Daniel Woods made the second ascent roughly one month after Webb’s FA. Hukataival made the third ascent a month after Woods. It’s gone on to see repeats by many of bouldering’s best, including Drew Ruana, Matt Fultz, Ryuichi Murai, Zach Galla, Noah Wheeler, and Will Bosi, among many others. In 2021, Woods opened the sit start version of the line, Return of the Sleepwalker V17.
The original grade of Sleepwalker was V16. While some repeaters have agreed with this assessment, several have suggested V15, including Schalck. In 2023, Zander Waller repeated the climb and suggested V15. Waller is quite tall and fond alternate beta, making the crux considerably easier. Other climbers who suggested V15 for the problem include Bosi, Adam Shahar, and Eli Perry. Luke Gerhardt and Toru Nakajima called it V15/16.
“After a few weeks in the desert, finding my rhythm and my flow on some rocks in the middle of a cold canyon, I managed to find myself on top of a pretty nice piece of rock,” said Schalck after his Sleepwalker ascent on Instagram. “A piece of rock I’ve always wanted to climb. I definitely learned new things about my climbing, and how my strategy and my mindset can literally change everything about the outcome of a project. Psyched to see where all of this is going to bring me, and how far I can get.”

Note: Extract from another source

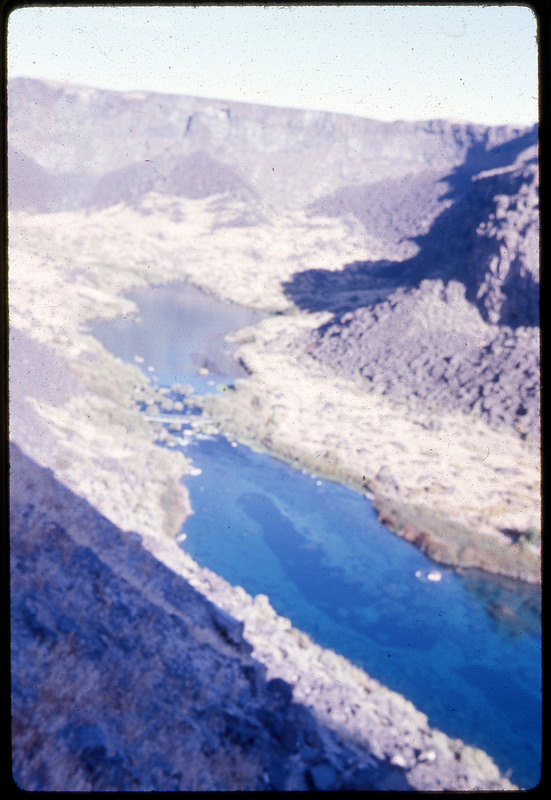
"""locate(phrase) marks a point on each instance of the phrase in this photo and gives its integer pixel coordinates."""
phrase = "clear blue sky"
(471, 63)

Sleepwalker was Schalck’s fourth V15. In November, he ticked Defying Gravity, a Woods line in Colorado. In August, he ticked La Force Tranquille in Magic Wood, and back in November 2024, he topped The Big Island in Fontainebleau. He has sent many V14s and has even flashed the grade once, with his first-go ascent of Casavino in Brione. The flash came in late October 2025.

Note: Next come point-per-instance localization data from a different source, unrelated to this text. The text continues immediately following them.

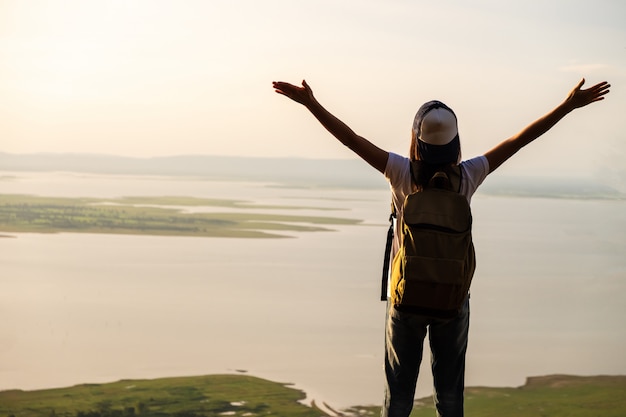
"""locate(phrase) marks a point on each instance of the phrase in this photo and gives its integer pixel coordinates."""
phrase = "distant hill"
(290, 172)
(286, 171)
(243, 395)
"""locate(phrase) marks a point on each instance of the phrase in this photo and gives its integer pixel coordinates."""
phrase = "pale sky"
(153, 78)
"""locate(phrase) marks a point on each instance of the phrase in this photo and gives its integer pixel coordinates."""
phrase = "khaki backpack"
(433, 269)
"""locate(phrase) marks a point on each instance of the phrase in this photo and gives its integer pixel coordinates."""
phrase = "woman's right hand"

Other V14s that Schalck has ascended include Mystic Stylez and Practice of the Wild in Magic Wood, both climbed in July of this year. Schalck also repeated the world’s first deep water solo graded 5.15a, Chris Sharma’s Es Pontas in Mallorca. But the 21-year-old, from Chambery, France, is perhaps best known for his comp climbing. He won one gold and two silvers in the 2025 Boulder World Cup.